O impacto atingiu-o.
Reinaldo recuou, sua cintura fina encostando diretamente na grade atrás dele, sentindo uma dor aguda e penetrante.
Mesmo assim, Reinaldo em momento algum desejou tocá-la.
No instante em que soltou as mãos, a respiração quente de Priscila espalhou-se sobre seu osso do macaco, escorrendo por sua clavícula até descer lentamente.

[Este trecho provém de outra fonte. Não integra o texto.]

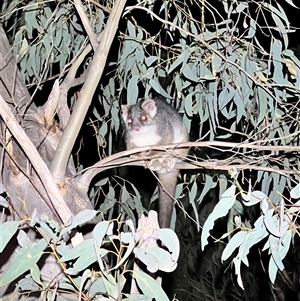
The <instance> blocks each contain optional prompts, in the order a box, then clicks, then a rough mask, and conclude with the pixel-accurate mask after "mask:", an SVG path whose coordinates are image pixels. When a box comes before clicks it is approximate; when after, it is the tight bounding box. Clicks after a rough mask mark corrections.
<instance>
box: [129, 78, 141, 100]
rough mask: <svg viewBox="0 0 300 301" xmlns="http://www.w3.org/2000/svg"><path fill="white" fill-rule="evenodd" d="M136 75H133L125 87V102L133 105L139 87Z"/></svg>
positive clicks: (135, 98) (138, 79)
mask: <svg viewBox="0 0 300 301" xmlns="http://www.w3.org/2000/svg"><path fill="white" fill-rule="evenodd" d="M139 78H140V77H139V76H138V75H134V76H133V77H132V78H131V79H130V80H129V83H128V87H127V104H128V105H133V104H136V103H137V99H138V94H139V88H138V80H139Z"/></svg>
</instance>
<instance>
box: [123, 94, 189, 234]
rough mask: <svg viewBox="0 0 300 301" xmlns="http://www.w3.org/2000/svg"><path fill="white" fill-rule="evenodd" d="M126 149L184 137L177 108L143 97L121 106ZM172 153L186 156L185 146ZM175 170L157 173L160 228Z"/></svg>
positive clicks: (153, 143)
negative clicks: (135, 104) (142, 99)
mask: <svg viewBox="0 0 300 301" xmlns="http://www.w3.org/2000/svg"><path fill="white" fill-rule="evenodd" d="M122 118H123V121H124V128H125V140H126V145H127V149H133V148H135V147H142V146H148V145H167V144H172V143H182V142H187V141H188V134H187V130H186V127H185V126H184V124H183V122H182V118H181V116H180V115H179V114H178V112H177V111H176V110H175V109H174V108H173V107H172V106H170V105H169V104H167V103H166V102H165V101H164V100H161V99H154V100H152V99H147V100H144V101H143V102H141V103H138V104H136V105H132V106H122ZM176 153H177V154H179V155H181V156H186V154H187V151H186V150H185V149H178V150H176ZM174 160H176V159H175V158H174ZM178 173H179V171H178V170H175V169H174V170H171V171H170V172H168V173H159V172H158V173H157V175H158V178H159V180H160V182H161V184H162V185H159V204H158V216H159V225H160V227H161V228H169V227H170V221H171V216H172V210H173V197H174V193H175V188H176V183H177V176H178Z"/></svg>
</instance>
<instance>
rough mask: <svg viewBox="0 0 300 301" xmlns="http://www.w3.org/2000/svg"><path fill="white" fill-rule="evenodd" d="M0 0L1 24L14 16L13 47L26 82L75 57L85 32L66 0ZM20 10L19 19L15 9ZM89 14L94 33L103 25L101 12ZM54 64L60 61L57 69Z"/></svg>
mask: <svg viewBox="0 0 300 301" xmlns="http://www.w3.org/2000/svg"><path fill="white" fill-rule="evenodd" d="M27 2H28V3H27V4H26V3H25V2H24V3H20V1H3V4H2V5H3V7H2V11H3V12H5V13H4V14H3V15H2V16H1V23H4V24H6V22H8V21H11V19H13V23H14V24H13V26H14V27H15V28H14V29H12V30H14V36H13V40H12V44H13V45H14V47H13V50H14V53H15V55H16V57H17V59H18V63H19V66H20V71H21V74H22V75H23V77H24V79H25V81H26V82H28V83H29V82H30V83H35V84H37V83H40V82H43V81H44V80H46V79H48V78H49V77H50V76H53V75H57V74H55V73H54V70H53V67H56V68H55V70H56V71H55V72H57V70H60V72H62V71H63V70H64V69H65V68H66V67H67V64H68V63H70V62H71V61H72V59H74V57H75V56H76V54H77V53H78V52H79V51H80V49H81V48H82V47H83V46H84V41H85V38H86V36H85V32H84V29H83V26H82V25H81V22H80V20H79V19H78V16H77V14H76V13H75V10H74V6H73V4H72V3H71V2H68V1H58V2H57V3H56V4H55V5H52V6H50V5H49V4H48V3H36V2H35V1H27ZM19 10H20V14H19V15H20V18H18V16H19V15H18V11H19ZM86 10H87V11H86V12H87V14H90V15H89V17H90V19H91V24H94V27H93V29H94V30H95V32H100V31H101V29H102V27H103V26H104V13H103V11H102V10H101V9H96V11H95V12H94V13H91V12H90V10H89V9H88V8H86ZM56 64H59V69H57V66H56Z"/></svg>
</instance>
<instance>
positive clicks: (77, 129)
mask: <svg viewBox="0 0 300 301" xmlns="http://www.w3.org/2000/svg"><path fill="white" fill-rule="evenodd" d="M125 4H126V0H116V1H115V4H114V7H113V9H112V11H111V14H110V16H109V19H108V21H107V24H106V27H105V29H104V31H103V35H102V38H101V42H100V45H99V46H98V48H97V51H96V53H95V55H94V58H93V61H92V62H91V63H90V67H89V73H88V75H87V78H86V81H85V84H84V85H83V88H82V91H81V94H80V97H79V99H78V101H77V102H76V104H75V106H74V110H73V114H72V116H71V118H70V120H69V123H68V124H67V126H66V128H65V130H64V133H63V136H62V138H61V140H60V142H59V145H58V147H57V151H56V153H55V156H54V159H53V162H52V165H51V169H50V170H51V173H52V175H53V178H54V180H55V181H56V182H61V183H62V182H63V181H64V176H65V170H66V166H67V162H68V159H69V157H70V154H71V151H72V148H73V145H74V143H75V140H76V138H77V136H78V133H79V131H80V129H81V126H82V123H83V120H84V118H85V115H86V113H87V111H88V108H89V106H90V104H91V100H92V97H93V95H94V93H95V90H96V88H97V85H98V83H99V81H100V78H101V76H102V73H103V70H104V67H105V64H106V59H107V56H108V53H109V50H110V47H111V44H112V42H113V39H114V37H115V34H116V31H117V28H118V24H119V20H120V18H121V14H122V12H123V10H124V6H125Z"/></svg>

Parecia uma sequência de beijos úmidos.
Ao ver que ela quase escorregava pelo abdômen dele até o chão, Reinaldo finalmente a puxou de volta para cima.
Sentia o peito sufocado, o semblante gelado como gelo cortante; incapaz de suportar mais, no momento seguinte, pegou-a nos braços, carregando-a de lado.
Nesses dias, Priscila estava exausta e sonolenta, sem ousar relaxar um único minuto.
Depois dessas idas e vindas, ela acabou adormecendo nos braços de Reinaldo.
Ela não sabia onde estava, apenas sentia que a pessoa que a segurava emanava um frio que não se dissipava, duro como pedra, mas surpreendentemente confortável.
Transmitia uma sensação de segurança.
Como alguém que viveu cinco anos inquieto, finalmente encontrando um porto seguro.
Parecia que era Reinaldo quem a abraçava.
Sem perceber, as lágrimas rolaram silenciosamente.
Essas lágrimas úmidas infiltraram-se na camisa do uniforme de Reinaldo, penetrando em sua pele e queimando cada nervo sob sua epiderme.
Assim, seguiram até a sala de preparação exclusiva do comandante.
Esse espaço havia sido reservado especialmente pela companhia aérea para ele.
Ao entrar, Reinaldo a carregou até o sofá e permaneceu em silêncio por um longo tempo.
Luís já havia entrado com o médico e, em pouco tempo, saiu para relatar a situação.
“Capitão Ferreira, Dra. Duarte está bem, a febre já passou, provavelmente ela está apenas muito cansada e enfraquecida e por isso adormeceu. Permita que ela descanse um pouco!”
O chefe da clínica médica, de sobrenome Cardoso, informou: “Reapliquei a medicação intravenosa. Se for conveniente, ela pode terminar o soro aqui mesmo. Quando acordar, precisa se alimentar melhor, está muito magra.”
Reinaldo ouviu com tranquilidade, desligou o celular que vibrava no bolso e disse: “Certo, Luís, acompanhe o Dr. Cardoso.”
Ao conduzir o Dr. Cardoso, Luís cuidou de todos os detalhes.
Advertiu o chefe para não comentar nada desnecessário.
O médico, de imediato, compreendeu.
Ao retornar à porta da sala de preparação do comandante, Luís conferiu o horário no celular.
“senhor, já são três horas da tarde! Faltam menos de sessenta minutos para a decolagem do avião, não seria melhor ir para a reunião de preparação pré-voo?”